I like cooking, so can
often be found dipping into some of the many cookery programmes on television,
like those by Nigel Slater, Jamie Oliver and Hugh Fearnley-Whittingstall. I’ve
even become a little obsessed with The
Great British Bake Off.
But there is one
programme that drives me nuts: Nigellissima.
No, it’s not her endless flirtatious manner or the over-glossed lips, tousled hair,
figure-hugging girdle, those dresses or the suggestive phrases, like ‘whip to
soft, creamy peaks’ and ‘slip in the golden linguine’.
No, it’s none of those.
It is the utter insensitivity of the programme in this age of austerity.
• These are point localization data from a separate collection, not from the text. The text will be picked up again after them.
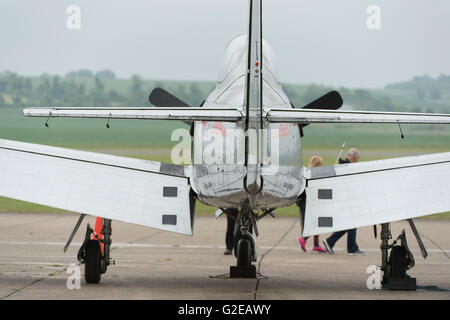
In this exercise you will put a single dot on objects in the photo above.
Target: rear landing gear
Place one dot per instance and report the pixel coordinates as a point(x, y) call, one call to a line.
point(92, 262)
point(244, 245)
point(396, 264)
point(95, 250)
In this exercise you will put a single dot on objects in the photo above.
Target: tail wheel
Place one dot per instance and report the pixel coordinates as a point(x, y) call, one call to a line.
point(244, 252)
point(398, 262)
point(92, 263)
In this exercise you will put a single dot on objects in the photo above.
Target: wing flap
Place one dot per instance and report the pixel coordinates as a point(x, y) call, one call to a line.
point(376, 192)
point(177, 114)
point(306, 116)
point(129, 190)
I am
sitting there watching Nigella spout on about how important it is to have a ‘walk-in
larder, rather than a walk-in wardrobe’. Her larder was lined with enough
Italian food to open a high street deli.

And her fridges were filled with food
items for those ‘unexpected guests’ – ‘I always have smoked mackerel in the
fridge for emergencies’. And the mass of kitchen equipment – no doubt product
placement – the very prominent KitchenAid
Artisan food mixer will set you back a cool £429. I’ll have two, please.

And we are supposed to
believe that we are in Nigella’s kitchen. With those out-of-focus fairy lights,
ridiculous bank of cookery books, impromptu meals, laughing children and the ‘unexpected
guest who has just dropped by’, I don’t believe one bit of it.

The kitchen is a
studio-based set, all as phony as Nigella’s silk dressing gown-clad midnight
feasts featured in the last series.
The programme is as
obscene as all those many smug people on Grand
Designs flaunting their building overspends, who still manage to deck out
their new builds with the very latest Bulthaup kitchens.
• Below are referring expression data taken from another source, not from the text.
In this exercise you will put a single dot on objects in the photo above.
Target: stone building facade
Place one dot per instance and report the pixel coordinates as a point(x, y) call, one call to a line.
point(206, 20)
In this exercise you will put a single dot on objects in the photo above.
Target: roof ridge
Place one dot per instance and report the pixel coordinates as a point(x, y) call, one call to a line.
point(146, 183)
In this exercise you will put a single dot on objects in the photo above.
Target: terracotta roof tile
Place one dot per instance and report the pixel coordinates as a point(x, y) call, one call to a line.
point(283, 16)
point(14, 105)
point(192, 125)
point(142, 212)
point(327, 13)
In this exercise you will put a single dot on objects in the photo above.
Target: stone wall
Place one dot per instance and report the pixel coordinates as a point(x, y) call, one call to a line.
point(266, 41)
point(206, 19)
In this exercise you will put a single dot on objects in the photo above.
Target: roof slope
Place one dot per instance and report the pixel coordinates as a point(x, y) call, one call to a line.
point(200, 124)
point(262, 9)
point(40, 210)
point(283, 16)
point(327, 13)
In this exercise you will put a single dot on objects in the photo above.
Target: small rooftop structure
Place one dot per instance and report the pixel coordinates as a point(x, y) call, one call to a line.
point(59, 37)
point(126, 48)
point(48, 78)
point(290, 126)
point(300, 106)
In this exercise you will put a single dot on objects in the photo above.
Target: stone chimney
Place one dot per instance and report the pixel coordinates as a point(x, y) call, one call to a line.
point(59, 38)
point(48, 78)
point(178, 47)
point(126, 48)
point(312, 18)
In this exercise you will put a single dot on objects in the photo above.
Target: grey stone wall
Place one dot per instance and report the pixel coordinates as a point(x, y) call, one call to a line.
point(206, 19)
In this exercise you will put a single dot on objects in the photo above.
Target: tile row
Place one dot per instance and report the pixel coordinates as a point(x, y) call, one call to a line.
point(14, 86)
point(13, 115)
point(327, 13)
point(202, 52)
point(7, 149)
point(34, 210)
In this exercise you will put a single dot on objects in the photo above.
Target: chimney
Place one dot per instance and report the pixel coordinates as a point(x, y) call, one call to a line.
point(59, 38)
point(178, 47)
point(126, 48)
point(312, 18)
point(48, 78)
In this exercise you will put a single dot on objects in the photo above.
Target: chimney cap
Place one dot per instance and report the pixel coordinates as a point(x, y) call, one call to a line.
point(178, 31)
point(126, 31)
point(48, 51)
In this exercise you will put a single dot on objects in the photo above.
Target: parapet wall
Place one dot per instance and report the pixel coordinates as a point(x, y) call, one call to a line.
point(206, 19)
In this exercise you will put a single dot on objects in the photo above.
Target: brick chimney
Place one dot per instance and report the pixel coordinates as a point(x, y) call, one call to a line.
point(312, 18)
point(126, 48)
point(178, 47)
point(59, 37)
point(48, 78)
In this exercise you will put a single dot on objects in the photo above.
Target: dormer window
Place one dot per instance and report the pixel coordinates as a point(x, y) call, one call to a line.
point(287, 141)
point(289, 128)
I can’t help but think of the many people
struggling to live on a low wage and who have to put up with watching Nigellissima dressed up to the nines, cooking
in that ridiculously overly equipped kitchen with its wall high fridges and
multi cookers while she spouts on about her wonderful holidays in Tuscany.
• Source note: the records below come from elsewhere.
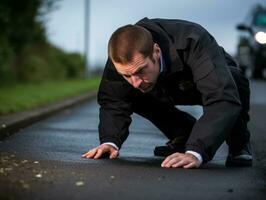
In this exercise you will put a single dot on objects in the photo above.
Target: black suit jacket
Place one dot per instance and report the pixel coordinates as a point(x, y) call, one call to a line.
point(196, 72)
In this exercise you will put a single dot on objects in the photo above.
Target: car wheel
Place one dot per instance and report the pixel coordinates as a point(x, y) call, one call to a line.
point(256, 68)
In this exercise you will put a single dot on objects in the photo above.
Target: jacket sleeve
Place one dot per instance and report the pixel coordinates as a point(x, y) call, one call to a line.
point(220, 98)
point(115, 107)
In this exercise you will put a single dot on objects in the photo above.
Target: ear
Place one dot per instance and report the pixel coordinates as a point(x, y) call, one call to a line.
point(156, 50)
Meanwhile, so many ordinary mere mortals have
to struggle in a cramped kitchen space surrounded by kids. No walk in larder or
wardrobe for them, nor holidays in Tuscany or a rambling house in Belgravia. I’m sure Slater, Oliver and
Whittingstall also have it all, but they just don’t flaunt it. Indeed, they all
have one thing which Nigella doesn’t, and that’s believability.

Nigella slumming it whilst strolling down the gold paved streets of Notting Hill, as far East as she dare go.